To install `arraylib-solve` first create `Python 3.8` environment e.g. by

```
conda create --name arraylib-env python=3.8
conda activate arraylib-env
```

and install the package using 

```
pip install arraylib-solve
```

`arraylib-solve` uses bowtie2 [[2]](#2) to align reads to the reference genome. Please ensure that bowtie2 is installed in your environment by running:

```
conda install -c bioconda bowtie2
```


# How to run `arraylib-solve`

To run `arraylib-solve` on a library deconvolution experiment with default parameters run:

```
arraylib-run <input_directory> <experimental_design.csv> -c <number_of_cpu_cores_to_use> -gb <path_to_genbank_reference> -br <path_to_bowtie2_indices> -t <transposon_sequence> -bu <upstream_sequence_of_barcodes> -bd <downstream_sequence_of_barcodes>
```

## Input parameters

Required parameters:
* input_dir: path to directory holding the input fastq files
* exp_design: path to csv file indicating experimental design (values should be separated by a comma). The experimental design file 
       should have columns, Filename, Poolname and Pooldimension. (see example in tests/test_data/full_exp_design.csv)
  * Filename should contain all the unqiue input fastq filenames.
  * Poolname should indicate to which pool a given file belongs. Multiple files per poolname are allowed.
  * Pooldimension indicates the pooling dimension a pool belongs to. All pools sharing the same pooling dimension should have the same string in the Pooldimension column.
  

An example of how an exp_design file could look like:

| Filename          | Poolname        | Pooldimension  |
| :---------------: | :-------------: | :------------: |
| column1.fastq     | column1         | columns        |
| column2.fastq     | column2         | columns        |
| row1.fastq        | row1            | rows           |
| row2.fastq        | row2            | rows           |
| platerow1.fastq   | platerow1       | platerows      |
| platerow2.fastq   | platerow2       | platerows      |
| platecol1.fastq   | platecol1       | platecols      |
| platecol2.fastq   | platecol2       | platecols      |

* -gb path to genbank reference file
* -br path to bowtie index files, ending with the basename of your index (if the basename of your index is UTI89 and you store your bowtie2 references in bowtie_ref it should be bowtie_ref/UTI89).

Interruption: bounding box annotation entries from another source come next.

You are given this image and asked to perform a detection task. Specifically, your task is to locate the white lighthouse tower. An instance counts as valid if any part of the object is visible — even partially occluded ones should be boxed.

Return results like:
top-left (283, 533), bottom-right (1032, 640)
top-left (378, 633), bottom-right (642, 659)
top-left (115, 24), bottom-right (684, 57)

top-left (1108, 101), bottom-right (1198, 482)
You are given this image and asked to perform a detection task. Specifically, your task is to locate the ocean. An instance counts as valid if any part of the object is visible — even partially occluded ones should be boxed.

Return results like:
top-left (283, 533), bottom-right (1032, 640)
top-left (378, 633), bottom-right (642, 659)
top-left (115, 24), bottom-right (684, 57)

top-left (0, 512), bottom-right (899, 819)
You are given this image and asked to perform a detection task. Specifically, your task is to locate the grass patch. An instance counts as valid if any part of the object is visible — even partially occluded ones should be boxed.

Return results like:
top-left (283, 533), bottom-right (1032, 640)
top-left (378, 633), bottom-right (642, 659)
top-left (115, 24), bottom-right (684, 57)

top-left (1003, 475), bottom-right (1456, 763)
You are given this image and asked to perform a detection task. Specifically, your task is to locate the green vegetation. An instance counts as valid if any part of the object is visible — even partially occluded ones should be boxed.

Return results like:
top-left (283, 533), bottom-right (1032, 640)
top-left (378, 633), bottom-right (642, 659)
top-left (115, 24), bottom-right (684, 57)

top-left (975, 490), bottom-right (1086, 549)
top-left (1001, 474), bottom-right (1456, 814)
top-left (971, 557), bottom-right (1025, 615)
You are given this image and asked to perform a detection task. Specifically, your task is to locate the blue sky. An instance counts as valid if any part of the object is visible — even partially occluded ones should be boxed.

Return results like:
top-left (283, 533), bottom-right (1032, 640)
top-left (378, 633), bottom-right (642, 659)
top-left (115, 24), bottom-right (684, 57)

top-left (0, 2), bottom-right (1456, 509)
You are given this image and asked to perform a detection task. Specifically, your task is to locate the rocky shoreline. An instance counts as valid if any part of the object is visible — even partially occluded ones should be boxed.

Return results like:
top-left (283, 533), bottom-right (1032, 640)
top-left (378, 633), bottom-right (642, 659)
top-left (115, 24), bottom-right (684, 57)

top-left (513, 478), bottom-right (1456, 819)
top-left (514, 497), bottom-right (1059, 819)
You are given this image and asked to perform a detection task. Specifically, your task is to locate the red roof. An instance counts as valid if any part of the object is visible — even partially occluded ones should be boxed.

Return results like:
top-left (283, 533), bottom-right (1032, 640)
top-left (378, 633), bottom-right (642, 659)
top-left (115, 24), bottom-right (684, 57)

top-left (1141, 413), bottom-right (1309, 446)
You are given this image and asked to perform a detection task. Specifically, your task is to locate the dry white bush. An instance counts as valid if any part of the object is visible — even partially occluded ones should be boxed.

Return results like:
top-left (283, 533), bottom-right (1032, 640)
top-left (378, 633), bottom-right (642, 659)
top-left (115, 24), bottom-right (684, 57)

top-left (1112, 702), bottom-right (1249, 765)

Please visit https://bowtie-bio.sourceforge.net/bowtie2/manual.shtml#the-bowtie2-build-indexer for a manual how to create bowtie2 indices.
* -t transposon sequence (e.g. AGATGTGTATAAGAGACAG)
* -bu upstream sequence of barcode (e.g. CGAGGTCTCT)
* -bd downstream sequence of barcode (e.g. CGTACGCTGC)

Optional parameters:
* -mq minimum bowtie2 alignment quality score for each base to include read
* -sq minimum phred score for each base to include read
* -tm number of transposon mismatches allowed
* -thr threshold for local filter (e.g. a threshold of 0.05 would filter out all reads < 0.05 of the maximum read count for a given mutant)

## Output

`arraylib-solve` outputs 4 files: 
* count_matrix.csv: Read counts per pool for each mutant.
* filtered_matrix.csv: Read counts per pool for each mutant, but mutants with barcodes with low read counts for a given genomic location are filtered out.
* mutant_location_summary.csv: A summary of mutants found in the well plate grid, where each row corresponds to a different mutant.
* well_location_summary.csv: A summary of the deconvolved well plate grid, where each row corresponds to a different well.



# References
<a id="1">[1]</a> 
Baym, M., Shaket, L., Anzai, I.A., Adesina, O. and Barstow, B., 2016. Rapid construction of a whole-genome transposon insertion collection for Shewanella oneidensis by Knockout Sudoku. Nature communications, 7(1), p.13270.\
<a id="2">[2]</a> 
Langmead, B. and Salzberg, S.L., 2012. Fast gapped-read alignment with Bowtie 2. Nature methods, 9(4), pp.357-359.